Smiling and surrounded by her lawyers, the 32-year-old player entered the Palais Beaulieu, seat of the court, where her closed-door hearing opened at 9:30 a.m. and will be held until Friday 3:30 p.m., noted an AFP photographer and videographer. She made no comment.
Sanctioned last year by the International Tennis Integrity Agency (ITIA) due to two separate infractions of anti-doping regulations, Simona Halep announced in September her intention to “clear her name” to return to the courts.
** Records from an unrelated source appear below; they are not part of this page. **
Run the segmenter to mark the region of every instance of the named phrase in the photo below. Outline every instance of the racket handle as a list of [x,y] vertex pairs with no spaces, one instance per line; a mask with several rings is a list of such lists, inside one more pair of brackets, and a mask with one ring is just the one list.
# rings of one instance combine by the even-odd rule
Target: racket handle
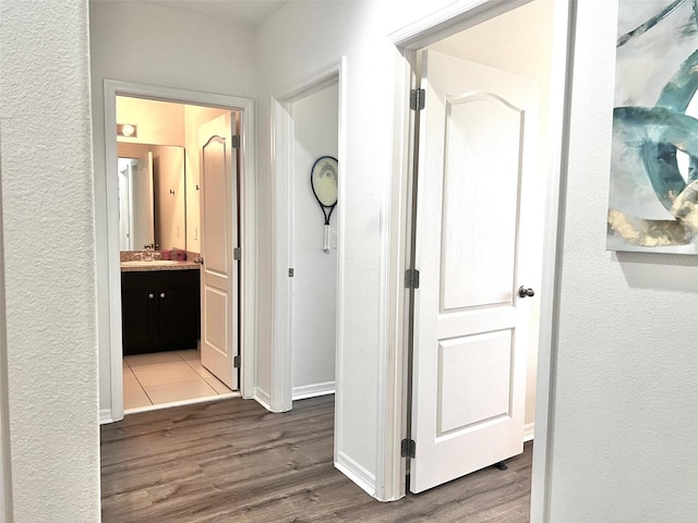
[[325,246],[323,247],[323,251],[326,254],[329,254],[329,226],[325,226]]

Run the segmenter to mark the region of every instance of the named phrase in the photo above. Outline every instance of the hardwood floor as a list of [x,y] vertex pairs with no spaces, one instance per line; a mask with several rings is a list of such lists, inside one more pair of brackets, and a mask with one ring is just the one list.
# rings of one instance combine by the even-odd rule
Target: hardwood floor
[[272,414],[231,399],[101,427],[106,523],[529,521],[531,443],[507,462],[399,501],[376,501],[333,466],[334,398]]

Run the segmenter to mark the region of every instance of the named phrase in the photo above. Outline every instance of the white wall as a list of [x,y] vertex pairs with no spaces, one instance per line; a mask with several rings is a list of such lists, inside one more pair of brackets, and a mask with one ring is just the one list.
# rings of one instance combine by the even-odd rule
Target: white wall
[[181,104],[118,96],[117,123],[137,125],[137,136],[119,136],[119,142],[184,145],[184,106]]
[[155,241],[158,248],[185,248],[184,148],[155,146],[153,150],[153,202]]
[[[342,315],[337,325],[339,357],[335,452],[373,488],[377,460],[378,360],[384,335],[381,309],[383,246],[387,241],[387,182],[393,150],[395,50],[376,17],[374,2],[289,2],[261,26],[258,35],[260,209],[272,205],[269,96],[344,56],[346,113],[340,133],[345,180],[338,218],[339,289]],[[302,35],[302,37],[299,37]],[[344,97],[342,94],[342,97]],[[273,215],[260,214],[260,273],[272,275]],[[260,318],[272,317],[272,279],[260,278]],[[257,386],[270,387],[269,330],[258,331]]]
[[[553,41],[554,0],[535,0],[501,16],[479,24],[431,46],[431,49],[473,62],[502,69],[535,80],[539,89],[538,194],[545,194],[550,162],[550,73]],[[541,199],[544,202],[544,199]],[[543,247],[543,207],[539,214],[539,248]],[[526,245],[525,248],[534,248]],[[541,276],[530,275],[527,285],[540,291]],[[540,299],[540,292],[539,299]],[[535,382],[538,366],[538,324],[531,318],[531,340],[527,358],[526,417],[527,433],[535,418]]]
[[577,4],[550,521],[695,521],[698,258],[605,251],[617,2]]
[[[323,252],[324,215],[310,183],[321,156],[337,158],[337,84],[293,102],[293,398],[334,390],[337,301],[337,207],[330,217],[330,252]],[[339,204],[338,204],[339,205]]]
[[1,16],[0,312],[14,521],[94,522],[100,513],[87,2],[3,0]]
[[111,404],[107,320],[107,204],[104,138],[104,80],[254,97],[257,61],[254,33],[230,21],[151,5],[95,1],[89,10],[92,109],[99,294],[99,399]]
[[186,251],[201,253],[201,199],[198,174],[198,126],[209,122],[225,109],[213,107],[184,106],[184,139],[186,162]]

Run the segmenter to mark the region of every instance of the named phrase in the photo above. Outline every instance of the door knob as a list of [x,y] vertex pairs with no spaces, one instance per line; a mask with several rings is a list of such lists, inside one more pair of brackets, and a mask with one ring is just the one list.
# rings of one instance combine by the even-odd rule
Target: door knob
[[534,295],[533,289],[527,289],[524,285],[519,287],[519,297],[531,297]]

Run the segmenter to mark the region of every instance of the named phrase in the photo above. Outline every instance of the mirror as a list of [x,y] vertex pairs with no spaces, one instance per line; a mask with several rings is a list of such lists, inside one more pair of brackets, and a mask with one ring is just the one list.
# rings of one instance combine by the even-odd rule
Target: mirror
[[184,148],[119,142],[121,251],[186,250]]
His career has been on hold since October 7, 2022, the date of the start of his provisional suspension after a test conducted at the 2022 United States Open tested positive for a banned product, roxadustat, a molecule which stimulates the production of red blood cells and which is classified as an EPO in the regulations of the World Anti-Doping Agency (WADA).
The former world number one was then caught up in the spring of 2023 by a second affair, this time “irregularities” in the data of her biological passport, a long-term monitoring tool for high-level athletes.
These two offenses were upheld by the independent tribunal which met at the end of June 2023 in London. If the ITIA “admitted the argument of taking a contaminated food supplement put forward by Halep”, it “determined that the concentration of roxadustat found in the positive sample could not result from the quantity ingested by the player », The anti-doping authority then explained.
As for Halep’s biological passport, the court “has no reason to doubt the unanimous ‘solid opinion’ of the three independent experts that ‘probable doping’ was the explanation for the irregularities”, “on the basis of analysis of 51 blood samples from the player,” the ITIA indicated.
Halep, the first leading tennis player caught in the anti-doping net since the suspension of Maria Sharapova in 2016, has however continued to proclaim her innocence, and still assured last September that she had “never taken any product intentionally prohibited.”
The CAS sentence will be rendered on an as yet unknown date, usually a few weeks to a few months after the hearing.